# New update News!!!! *Spoilers*



## Ashariel (Feb 13, 2018)

https://support.ac-pocketcamp.com/en-US/public_announcements/ANNOUNCEMENT_1102141

Some stuff we knew some new things I'm excited!!! 2 more hours!!!


----------



## AndroGhostX (Feb 13, 2018)

You can play now!


----------



## Ellexi (Feb 13, 2018)

is anyone else having problems updating on iOS? :/ I need me my Animal Crossing!


----------



## J087 (Feb 13, 2018)

Ashariel said:


> https://support.ac-pocketcamp.com/en-US/public_announcements/ANNOUNCEMENT_1102141
> 
> Some stuff we knew some new things I'm excited!!! 2 more hours!!!



Gosh, your internet connection must be really bad if you have to wait 2 hours for the update to come in. I just finished downloading.

I love the freebie balloons!!!
Already won 55 caps


----------



## AndroGhostX (Feb 13, 2018)

They are probably referring to how Nintendo estimated it would take until 5 pm TBT time to do maintenance...


----------



## Imaginetheday (Feb 13, 2018)

Ellexi said:


> is anyone else having problems updating on iOS? :/ I need me my Animal Crossing!



I am.


----------



## SpookyMemes (Feb 13, 2018)

I just went on to play, but it told me to update it to the latest version. Went to the store but there was no update button? Is there still maintenance going on?


----------



## Xme (Feb 13, 2018)

SpookyMemes said:


> I just went on to play, but it told me to update it to the latest version. Went to the store but there was no update button? Is there still maintenance going on?



Same here


----------



## Charmed (Feb 13, 2018)

To those who are having problem updating the latest version on iOS, go to the update tab on App Store. Hold your finger and pull down the screen. That would refresh the page.


----------



## Ashariel (Feb 13, 2018)

J087 said:


> Gosh, your internet connection must be really bad if you have to wait 2 hours for the update to come in. I just finished downloading.
> 
> I love the freebie balloons!!!
> Already won 55 caps



I was referring to the time they said they would be done but luckily they finished early


----------



## Paperboy012305 (Feb 13, 2018)

The new Shovelstrike Quarry is OP. Just repeatedly press the call for help button over and over until you don't have any more people to help out.


----------



## Ashariel (Feb 13, 2018)

Paperboy012305 said:


> The new Shovelstrike Quarry is OP. Just repeatedly press the call for help button over and over until you don't have any more people to help out.

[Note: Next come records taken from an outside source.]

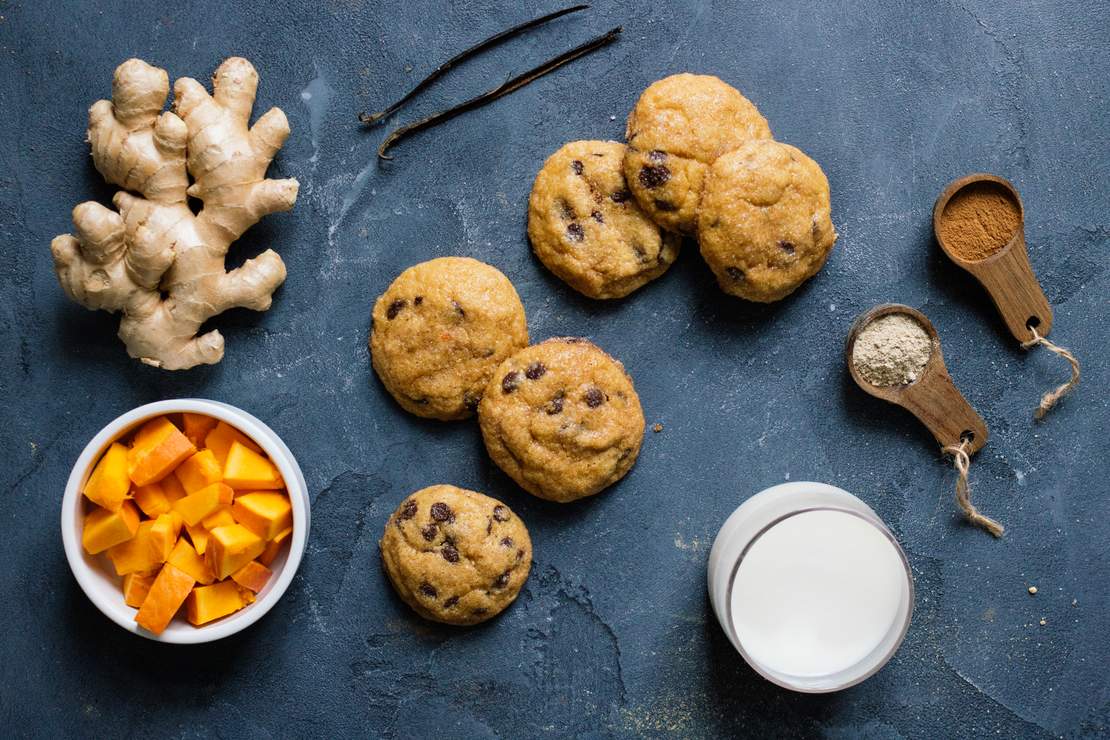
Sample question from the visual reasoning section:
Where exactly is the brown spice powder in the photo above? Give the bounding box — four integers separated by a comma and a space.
937, 181, 1022, 261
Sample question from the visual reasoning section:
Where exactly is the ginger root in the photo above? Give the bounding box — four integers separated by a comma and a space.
51, 58, 298, 369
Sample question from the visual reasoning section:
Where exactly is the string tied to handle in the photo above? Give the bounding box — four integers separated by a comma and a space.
1020, 326, 1080, 420
941, 438, 1004, 538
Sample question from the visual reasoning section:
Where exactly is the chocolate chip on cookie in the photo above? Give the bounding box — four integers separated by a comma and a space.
380, 485, 533, 626
370, 257, 528, 420
528, 140, 680, 299
386, 299, 406, 319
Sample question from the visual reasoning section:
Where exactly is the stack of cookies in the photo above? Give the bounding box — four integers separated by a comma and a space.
529, 73, 837, 302
368, 257, 645, 625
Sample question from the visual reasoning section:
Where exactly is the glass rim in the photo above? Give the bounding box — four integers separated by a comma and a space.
723, 505, 915, 693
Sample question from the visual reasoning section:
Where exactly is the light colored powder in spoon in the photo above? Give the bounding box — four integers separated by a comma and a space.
853, 314, 933, 387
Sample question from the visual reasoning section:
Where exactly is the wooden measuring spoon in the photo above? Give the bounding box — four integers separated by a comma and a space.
846, 304, 988, 454
933, 173, 1052, 343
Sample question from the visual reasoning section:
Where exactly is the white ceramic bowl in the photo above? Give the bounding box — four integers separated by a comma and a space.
61, 399, 309, 643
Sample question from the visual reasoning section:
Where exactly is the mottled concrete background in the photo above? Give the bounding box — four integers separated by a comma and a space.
1, 1, 1107, 737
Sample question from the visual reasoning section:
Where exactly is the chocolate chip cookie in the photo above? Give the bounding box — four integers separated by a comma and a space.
697, 139, 836, 302
528, 140, 681, 299
624, 73, 772, 235
370, 257, 528, 420
380, 484, 532, 625
478, 338, 644, 502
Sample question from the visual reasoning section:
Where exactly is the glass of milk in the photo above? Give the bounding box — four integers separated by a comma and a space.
707, 482, 913, 692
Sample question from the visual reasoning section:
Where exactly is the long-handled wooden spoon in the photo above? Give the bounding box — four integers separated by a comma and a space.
847, 304, 1002, 536
933, 173, 1052, 343
934, 174, 1079, 420
846, 304, 988, 454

I was so happy to see that I can't wait to try it out tomorrow!!!


----------



## Xme (Feb 14, 2018)

Charmed said:


> To those who are having problem updating the latest version on iOS, go to the update tab on App Store. Hold your finger and pull down the screen. That would refresh the page.



Thank you!!!!


----------



## Ezamoosh (Feb 14, 2018)

The freebie balloons are super sweet, and I'm loving dressing up my villagers!
Bit bummed out at just how _expensive_ the cap prizes are, especially as it's a game you concentrate on to win and not just totally random. If I could just sit and tap absent mindedly on a random slot machine until I used up my powder that would be fine, but as it stands I don't know how I'm ever going to get 10,000 of the things!!


----------



## Pinkpalacexo (Feb 14, 2018)

the changing animal outfits is what I have been waiting for! ^.^


----------